Twitterも、Tumblrほどではないですが、アダルトコンテンツをのせているユーザーがおおいです。なおかつ、App Storeにも登録されている。ユーザー数もTumblrにちかい。
TwitterとTumblr、ほとんど条件がおなじなんですよ。
今回の件は、「他のSNSへの警告」もふくまれていると感じました。
Apple社は、関連サービスにアダルトコンテンツがのることを善しとしません。徹底的に排除しようとします。ゾーイングではなく、完全排除です。
可能性はApple社だけではありません。Google社も、とくにGooglePlayストアは、アダルトコンテンツに厳しいです。かつてApple社に追随するように、ガイドラインを改変し、締め出しもおこないました。
ストアが、以前にもまして、アプリ内投稿まで監視するようになったと。
「pixiv」も、あやういんじゃないでしょうか。
「ちがう画像まで警告されてるんだけど!」
Tumblrへの抗議運動で、無差別通報がおこなわれています。
つまり悪意あるユーザーの嫌がらせです。「どうせTumblrは終わりなんだ。いっそこのまま潰れちまえ!」みたいな感じですかね。

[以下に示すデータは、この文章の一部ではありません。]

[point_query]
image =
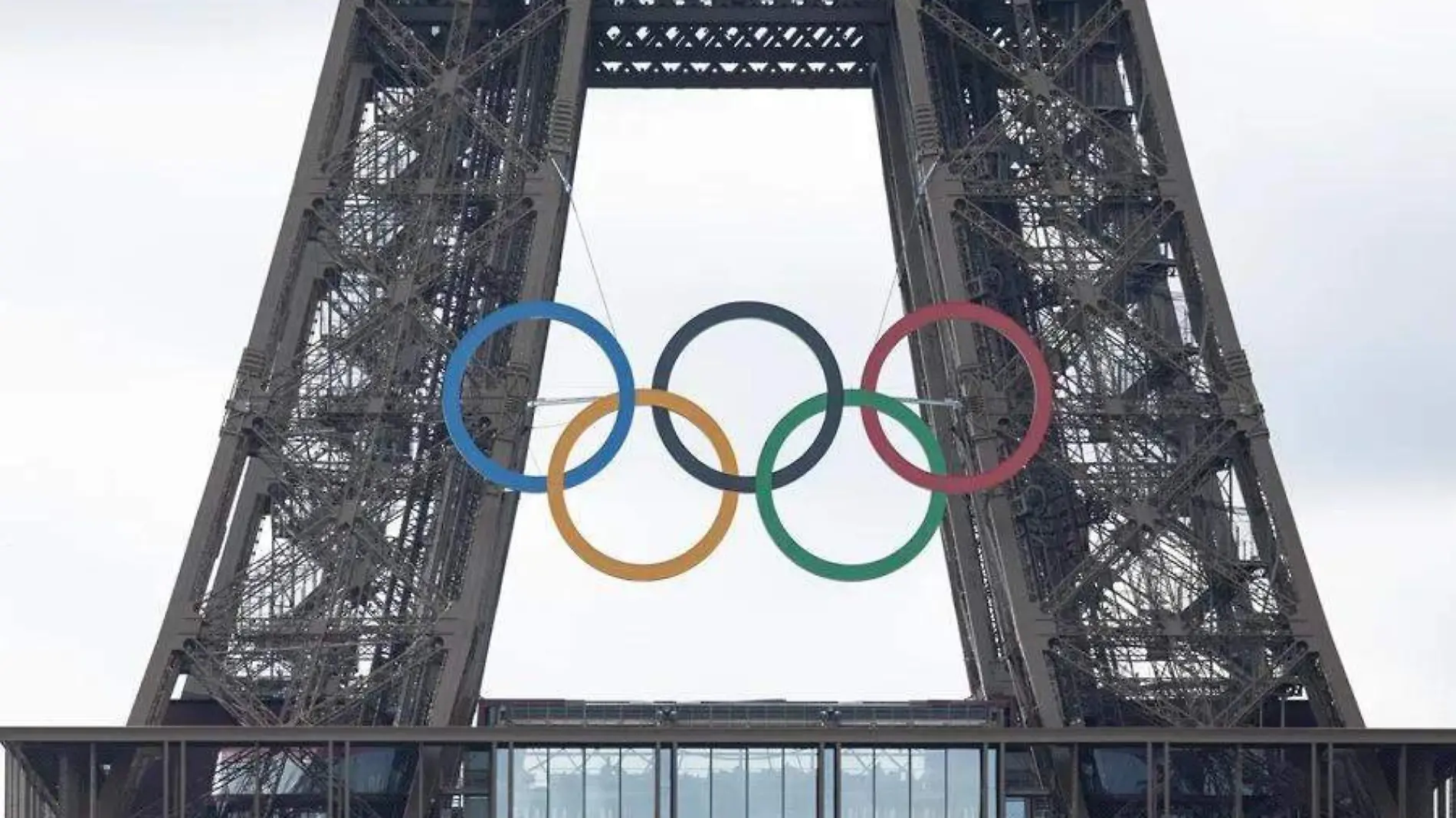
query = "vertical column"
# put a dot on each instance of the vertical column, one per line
(276, 321)
(988, 674)
(466, 628)
(1177, 185)
(946, 281)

また、Tumblrの判定アルゴリズムもポンコツなようです。
いずれ対策されるとおもいますが、混乱はしばらく続くでしょう。
まとめ「今までのTumblrが終わった日」
Tumblrは、ハッキリいって、アダルトサイトでした。
今回の件で、アイデンティティをうしなったとおもいます。そりゃ4億人もユーザーいますから、のこるにはのこるでしょうけど、今までとはまったく別モノでしょう。
個人的な意見をいうなら、「最初からAppStoreにのせていいようなアプリではなかった」。むしろいままで見逃されていたことが、ルールを遵守しているほかのデベロッパーたちへの背反行為だった。
Apple社によるTumblrへの処遇は、妥当。
たいするTumblrの対応は、判定アルゴリズムの不備からして、ユーザーの信用を大きくうしなうものだとおもいます。ただ、禁止はやむを得ない。
いまはモバイルファーストの時代です。アプリの排除は、SNSとして致命的だ。Tumblrはアイデンティティをうしなってでも、Apple社のいうことを聞くしかなかった。仕方がなかった。
ただ────クソみたいな流れだとはおもいます。
どんどんどんどん表現規制はすすんでいくでしょう。インターネットはGoogle・Apple・Microsoft・Amazonといった米国のメガカンパニーが支配しています。彼らがダメだといったものは、ぜんぶダメです。彼らがこの世界の神だ。
巨大なプラットフォームに依存するかぎり、表現規制はついてまわります。彼らのルールをうけいれて奴隷になるか、「ホームレス」になるか、その二択です。
つまり、どうにもならない。すべてはビジネスで判断されます。
アダルトコンテンツの禁止なんて、ただの前座です。
1ネットユーザーとして、自由がうしなわれていくことを、ただ虚しくおもいます。